I have returned from my trip to Liverpool via Aylesbury, Coughton Park, Shawbury, Martin Mere and the Klimt Exhibition, all in a 3-day period. Phew! Everywhere you go in Merseyside at the moment you are likely to see a lamb banana. The original sculpture, bright yellow and standing 17 feet high, was the work of Japanese artist Taro Chiezo. It stood in the Strand in Liverpool as a warning of the dangers of GM foods and celebrated the port's long history of importing goods such as lamb and bananas. My own father worked for Elder Dempster lines and often travelled on the 'banana boats' that ferried the fruit from Lagos.

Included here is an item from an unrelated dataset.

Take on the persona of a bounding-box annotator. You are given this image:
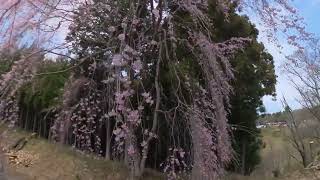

Now, lamb bananas have proliferated to celebrate Liverpool's position as Capital of Culture 2008. (In my view, it was also Capital of Culture 1965, which was the year I did poetry readings at Samson and Barlow's basement arts club in the 'Pool with celebs such as Paul McCartney's brother, Mike McGear, and Mersey poets Roger McGough, Adrian Mitchell and Brian Patten (who, incidentally, was my very first boyfriend, but that's another story!). There are over 100 lamb bananas scattered around the city, all painted differently. I saw a John Lennon one, one that was patterned with trees and a spotty one. Travellers note: there are two in Lime Street station. I was told there was an escaped one in Euston, but I didn't see it so it is probably gambolling in Hyde Park by now. Many lamb banana anoraks are tracking them down and having their picture taken with every one. As a hobby, it isn't as arduous as 'Monroe Bagging', which involves climbing lots of Scottish mountains, unless the weather is like it was last Saturday when banana boats would have been a very good idea. Lamb banana fans can find a map of their whereabouts at http://info.itvlocal.com/lambymap.shtml
Klimt was brilliant. I had no idea the canvases were so enormous. Neither did I have any idea of how huge Klimt himself was. One of the smocks he painted in was on show and it would have fitted the proverbial brick shithouse! He must have been well over 6 feet tall and 4 feet broad. Yet his artwork required the sensitivity of a poet and the delicate fingerwork of an embroiderer. What a genius.
1 comment:
I shall have to look up those lamb bananas, expecially the hippy one.
It's funny (strange, not haha) how people always misjudge the size of paintings before they've seen the real thing. We always think they are either bigger or smaller than we imagined. Take the Mona Lisa, for instance. It's tiny, just 77cm x 53cm (or for metric Philistines like me, about 1' 9" wide x 2' 10" long).